Left: Designer Johan Lindeberg and photographer Ellen von Unwerth. Right: Hari Nef.

But back to following the gaggle, which I always have to reflexively catch myself from assuming is a model horde: Langley Fox, who draws, looked fresh as a daisy in a floppy brimmed hat and wild printed stretch pants, and promptly returned to her seat upstairs with Lili Sumner. And Ellen von Unwerth, in an equally splashy pink polka-dot button-up! The photographer of “feminist erotica” later table-hopped to winkingly tell the artists Alex Da Corte and Sam McKinniss—who happen to be best friends, and ended up seated with me—that they’re too attractive to be taken seriously as artists. “That’s a problem I didn’t know I had, frankly,” McKinniss replied, laughing. It’s a problem that, if the women and gays at their dinners are any indication, Purple exists to debunk.

All the problems at the Purple dinner seemed to be fixed by sitting on a lap. Well, almost: “I don’t have any immediate connections here. I’m just waiting for my wife. She’s over there in a rather sensual area,” said the only person the entire night I caught standing alone, a little lost, sans squad. I recognized him slightly, maybe from his wife’s Instagram account. I complimented him on her looks while trying to simultaneously herd six to ten of my closest friends and acquaintances to a table so we could eat. “Yes, it’s fun to have an attractive wife,” he said, seriously. I must have looked at him queerly, but only because I hadn’t heard the word “fun” all week.

But he was right. There was something airy and easy about the whole thing. Not keeping to the moody blues of winter at all. Maybe it was just the insouciant casualness of this dinner vis-à-vis fashion week, best summed up by Georgia Ford—whose mother wrote E.T.— as she signaled for the waiter to carry over a chair for McKinniss: “What is this, the Dazed dinner?”

Left: Musician Casey Spooner (right). Right: Artist Petra Collins.

The seating arrangements had narratives all their own, due I suppose to “those two great considerations, the practical and the mystical”—to needlessly quote Conrad. The mise-en-scène, if you will: McKinniss came to dinner from his studio, where he’d just finished a portrait of a young Drew Barrymore in E.T. Which, though he doesn’t want me to say so, is being swooped up by Marc Jacobs, who (when he was a long-haired lad) starred in an Iceberg Jeans campaign, which was true of the other half of our table when Zahm art-directed the 2015 spring campaign: artist Jeanette Hayes, Vogue sex columnist Karley Sciortino, Ford and her boyfriend, the musician Donald Cumming. Nef headed the table. I’d caught Nef—New York’s It Model, don’t you think?—on Valentine’s Day coming from a “chat with Marc.” She was again in her fashion-week uniform of a giant white fur coat, which looked très chic, transcending as only fur can a coloration not unlike that of city snow. Perhaps I’m just complimenting Marc for always having his finger on, well, a pulse, or for, um, fingering the squad to which I was adjacent. Like I was the only one who hadn’t been invited to join Raya, the “dating app for famous people.” Nef and Hayes comforted me, claiming that they only get DMs asking “to collaborate.”

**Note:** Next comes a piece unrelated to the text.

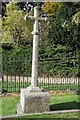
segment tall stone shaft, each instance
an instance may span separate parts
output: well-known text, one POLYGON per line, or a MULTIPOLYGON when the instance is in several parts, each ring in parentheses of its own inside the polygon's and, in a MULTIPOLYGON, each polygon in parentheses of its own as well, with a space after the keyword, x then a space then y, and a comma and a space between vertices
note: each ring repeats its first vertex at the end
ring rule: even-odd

But it was a fashion dinner. So dinner disintegrated before the food could be served, and talk was whisked away by waiters who wanted to flip all the tables in their section, hungry only for another gratuity. I ended up sucking down cigarettes in the Standard’s courtyard, which abuts the restaurant. Dinner and dessert. “Aurel asked me this thing yesterday,” said artist Lucien Smith to those milling about, referring to the artist Aurel Schmidt, after he and Ford, twenty-five, established that they met in a “knife fight” ten years ago in LA. “Don’t you want a legacy? Don’t you want people to know who you are? Don’t you want a wife and a car and a house?”

But everyone shrugged. Knowing you don’t want to meet anyone on Raya is different from knowing what you want.